Chicago, 1960 The United States is mired in a long, costly, and dangerous Cold War with the Soviet Union. In the Economics Building at the University of Chicago, two academics are engaged in an intense private conversation. Theodore "Teddy" Schultz is tall and lanky. Raised on a farm in South Dakota and kicked out of school by his father, he still managed to achieve dizzying academic heights, first as chairman of the economics department in 1944 and then as president of the American Economic Association in 1960. Schultz has close ties to the Ford Foundation, an important front for CIA programs during the Cold War.

His junior sparring partner is Milton Friedman, who in 1946 joined the so-called "Chicago School". Although Friedman was short, only 1.52 meters, he already enjoyed a fierce reputation as a verbal opponent.
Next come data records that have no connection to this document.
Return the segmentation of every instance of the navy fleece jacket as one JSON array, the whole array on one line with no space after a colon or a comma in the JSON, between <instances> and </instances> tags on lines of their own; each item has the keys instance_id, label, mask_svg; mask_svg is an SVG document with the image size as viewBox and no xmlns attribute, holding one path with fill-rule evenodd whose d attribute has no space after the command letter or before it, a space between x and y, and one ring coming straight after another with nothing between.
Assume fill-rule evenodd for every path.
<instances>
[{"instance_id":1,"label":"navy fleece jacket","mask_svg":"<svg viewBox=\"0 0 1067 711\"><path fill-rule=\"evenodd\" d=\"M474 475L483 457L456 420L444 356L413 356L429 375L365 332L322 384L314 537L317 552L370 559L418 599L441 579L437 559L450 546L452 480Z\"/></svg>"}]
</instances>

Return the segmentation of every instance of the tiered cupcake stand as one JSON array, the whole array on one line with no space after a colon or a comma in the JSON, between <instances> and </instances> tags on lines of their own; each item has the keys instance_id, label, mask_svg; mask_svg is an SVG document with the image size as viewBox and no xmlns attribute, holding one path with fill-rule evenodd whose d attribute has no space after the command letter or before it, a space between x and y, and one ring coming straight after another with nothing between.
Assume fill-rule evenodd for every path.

In time, Friedman would flirt with the CIA as well, training Chilean economists in the art of neoliberal "shock therapy." His know-how came in handy after the US-sponsored overthrow/death of Chilean Marxist President Salvador Allende in 1973. Richard Nixon said he wants to hear the cry of the Chilean economy.

When two men ran into each other in a dark, oak-paneled office, they had a big problem. The US government was reshaping university economists in a new light; no longer clumsy professors (in a pipe and a tweed jacket), but the creators of ideological weapons as important as the intercontinental ballistic missiles being prepared at Vandenberg Air Force Base in California. Members of the Chicago school were confident that they could make a significant contribution to the struggle.

But how exactly?

Schultz fidgets nervously in his leather chair. Economic growth should be the answer, he argues. Friedman nods in agreement, but frowns softly as Schultz makes his case. In Moscow, Nikita Khrushchev had just declared that "the growth of industrial and agricultural production is the battering ram with which we will smash the capitalist system." This brazen provocation caused a stir when it was read to the Joint Economic Committee of the US Congress in 1959.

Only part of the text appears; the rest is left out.